Three giant gamma-ray flares have been detected in the last 40 years. A new paper on magnetars cracking themselves open could explain why.
Three times in the last 40 years, giant gamma-ray flares have bombarded our corner of space. These giant flares aren't dangerous, and last just about one-tenth of a second. But they're wildly out of proportion to the usual gamma-ray beams bouncing around the universe. Since the first of the three flares was detected on March 5, 1979, astronomers have narrowed down the source of these unusual events: tiny magnetars, lashing out with enormous energy after some unknown cataclysmic event.

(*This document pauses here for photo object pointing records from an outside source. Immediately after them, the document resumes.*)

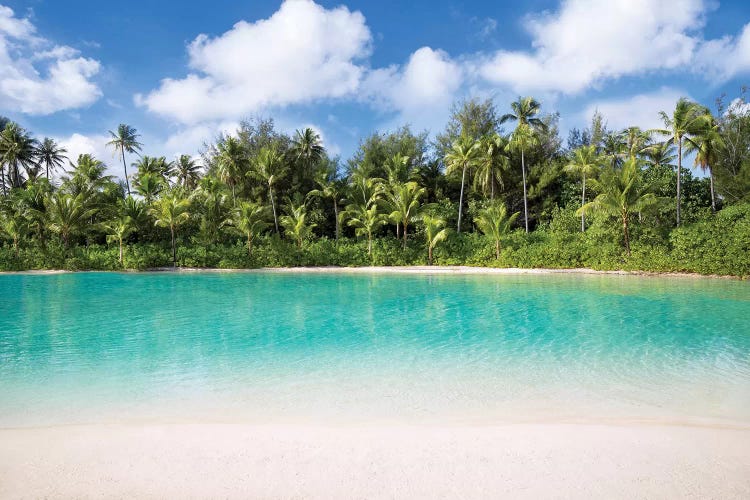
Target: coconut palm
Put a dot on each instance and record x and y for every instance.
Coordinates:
(69, 215)
(17, 150)
(51, 155)
(687, 120)
(584, 162)
(493, 221)
(707, 145)
(295, 223)
(622, 193)
(269, 167)
(125, 140)
(492, 161)
(332, 189)
(524, 113)
(250, 219)
(117, 230)
(403, 201)
(187, 170)
(435, 232)
(171, 211)
(461, 157)
(366, 221)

And now astrophysicists have a new theory as to what those cataclysmic events are.
Magnetars are a type of neutron star — superdense objects that can outweigh our sun, but are roughly the size of Staten Island. All neutron stars have intense magnetic fields, but, as Live Science has previously reported, some are magnetic outliers — wrapped in magnetic field lines powerful enough to distort their behavior. In a new paper, released as a draft online Aug. 2 in the preprint journal arXiv, a team of Spanish astronomers argue that instabilities in magnetic fields could briefly crack a magnetar open — causing it to bare the intense energies in its guts. (The study has not yet been peer-reviewed.)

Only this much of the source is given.